Actualités
On Wednesday May 3, 2017, AFIDEP’s Dr Eliya Zulu (Executive Director), Dr Rose Oronje (Director of Science Communication & Evidence Uptake), and Ms Nissily Mushani (Knowledge Translation Officer) held a briefing with Malawi’s Minister of Labour, Youth, Sports and Manpower Development, Mr Henry Musa.
The Minister requested for the briefing in order for him and his senior management team to get a better understanding of what Malawi needs to do to harness a sizeable demographic dividend. The Minister and his top officials were particularly keen to understand what the Ministry of Youth needs to do to steer the country’s efforts towards harnessing a sizeable demographic dividend.
The demographic dividend refers to the accelerated economic growth that is initiated by a rapid decline in fertility and mortality that results in a change in the age structure from one dominated by child dependents to one dominated by economically productive working adults.
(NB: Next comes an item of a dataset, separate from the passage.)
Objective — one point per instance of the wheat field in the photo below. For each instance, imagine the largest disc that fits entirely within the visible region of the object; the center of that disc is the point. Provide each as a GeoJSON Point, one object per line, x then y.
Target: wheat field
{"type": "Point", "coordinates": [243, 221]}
The African Union has declared the demographic dividend as its theme for 2017, and Malawi’s President, Hon. Dr Peter Mutharika, is the UN Champion for demographic dividend in Africa. Malawi is therefore undertaking wide ranging activities to embrace the demographic dividend paradigm in its planning and resource allocation efforts in order to translate the commitments on the demographic dividend into action.
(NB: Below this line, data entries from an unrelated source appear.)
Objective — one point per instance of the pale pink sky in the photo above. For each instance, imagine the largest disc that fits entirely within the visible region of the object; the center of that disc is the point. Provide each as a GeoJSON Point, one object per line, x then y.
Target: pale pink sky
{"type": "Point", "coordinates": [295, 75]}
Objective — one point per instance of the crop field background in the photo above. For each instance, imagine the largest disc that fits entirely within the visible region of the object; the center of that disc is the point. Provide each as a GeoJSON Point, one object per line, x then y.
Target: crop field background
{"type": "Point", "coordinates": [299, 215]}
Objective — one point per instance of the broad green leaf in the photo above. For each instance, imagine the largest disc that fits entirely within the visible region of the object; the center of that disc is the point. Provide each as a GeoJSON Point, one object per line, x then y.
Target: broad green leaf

In the briefing, Dr Zulu outlined the four main things that Malawi, as well as other African countries, need to do in order to harness a sizeable demographic dividend.
Step 1: Conduct a demographic dividend profile study
Malawi has already conducted a demographic dividend profile study, which has outlined what the country’s prospects for harnessing the demographic dividend. The study recommended the need for Malawi to invest in interventions that reduce fertility to address its current high-child dependency burden, including increasing access to contraception, and keeping girls in school. Simultaneous interventions that need to go alongside reducing fertility include those interventions that: enhance education and skills development, improve the health of all Malawians, spur economic growth to create productive jobs, and improve governance and accountability.
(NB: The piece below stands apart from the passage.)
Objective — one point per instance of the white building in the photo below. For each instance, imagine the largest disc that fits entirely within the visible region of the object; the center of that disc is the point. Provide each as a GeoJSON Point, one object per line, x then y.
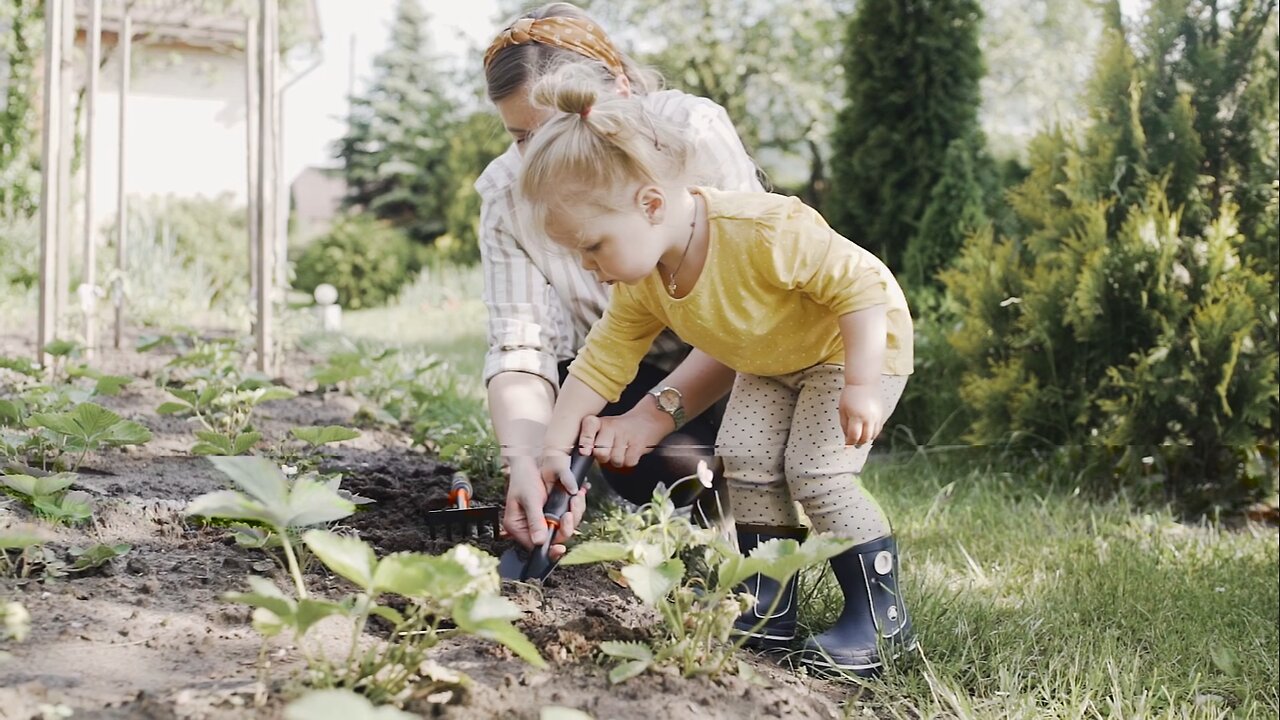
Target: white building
{"type": "Point", "coordinates": [187, 115]}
Through the leadership of the Finance, Economic Planning and Development ministry, the country is currently conducting intensive dissemination of the results of the study at national and subnational levels in order to increase awareness as well as strengthen support and commitment at different leadership levels to implementing the dividend. AFIDEP led the conduct of this study under a partnership with the UNFPA.
Step 2: Develop a demographic dividend roadmap
Once countries understand their demographic dividend prospects, they need to develop a detailed roadmap that outlines what they will do in order to reap a sizable demographic dividend. This roadmap should identify the « game-changer’ interventions that countries need to undertake to realize a sizeable dividend. To be impactful, the interventions need to break away from « business as usual’ to identify what countries need to do differently for them to maximize on the dividend. As such, these interventions need to be informed by critical analyses of what countries have been doing, and things that need to change if countries are to transform their socio-economic prospects.
Malawi is already undertaking the development of its next five-year development plan, the third Malawi Growth and Development Strategy (MGDS III), and it is through this process that the country is defining its roadmap for the implementation of its demographic dividend commitments.
The African Union has developed a continental roadmap for harnessing the demographic dividend that countries could domesticate to their local contexts.
Step 3: Mainstream the demographic dividend in national annual development plans
The third step is to mainstream the demographic dividend into annual development plans and budgets. This will ensure that countries implement actions aimed at enabling them to harness a sizeable demographic dividend. Malawi will get to this step once it completes the development of the MGDS III.
Step 4: Implement, monitor, learn and evaluate
The final stage is implementing actions or programmes that will enable countries reap a demographic dividend. An important part of this is continuous monitoring and learning to enable programme improvement, and evaluation to assess effectiveness.
With this understanding the Minister wanted to know specific things that the Ministry of Youth should be doing in the short-term, medium-term and long-term. Dr. Zulu noted that except for broad recommendations contained in Malawi’s demographic dividend profile study report, we still do not know the game-changer interventions that the Ministry and other government agencies need to undertake. To identify these interventions, we need to conduct in-depth policy and programme analyses. He noted that he hopes the MGDS III will identify these interventions. He also noted that there were opportunities for the Ministry to work with AFIDEP and other researchers in conducting critical analyses that will identify specific interventions that the Ministry needs to undertake in addition to what will be identified by the MGDS III.
The meeting ended with the Minister recommending that AFIDEP holds further meetings with his technical team led by the Principal Secretary, Dr Luckie Sikwese, to chart way in which the Ministry will identify its game changer interventions that it needs to prioritise in efforts to enabling the country to harness a sizable demographic dividend.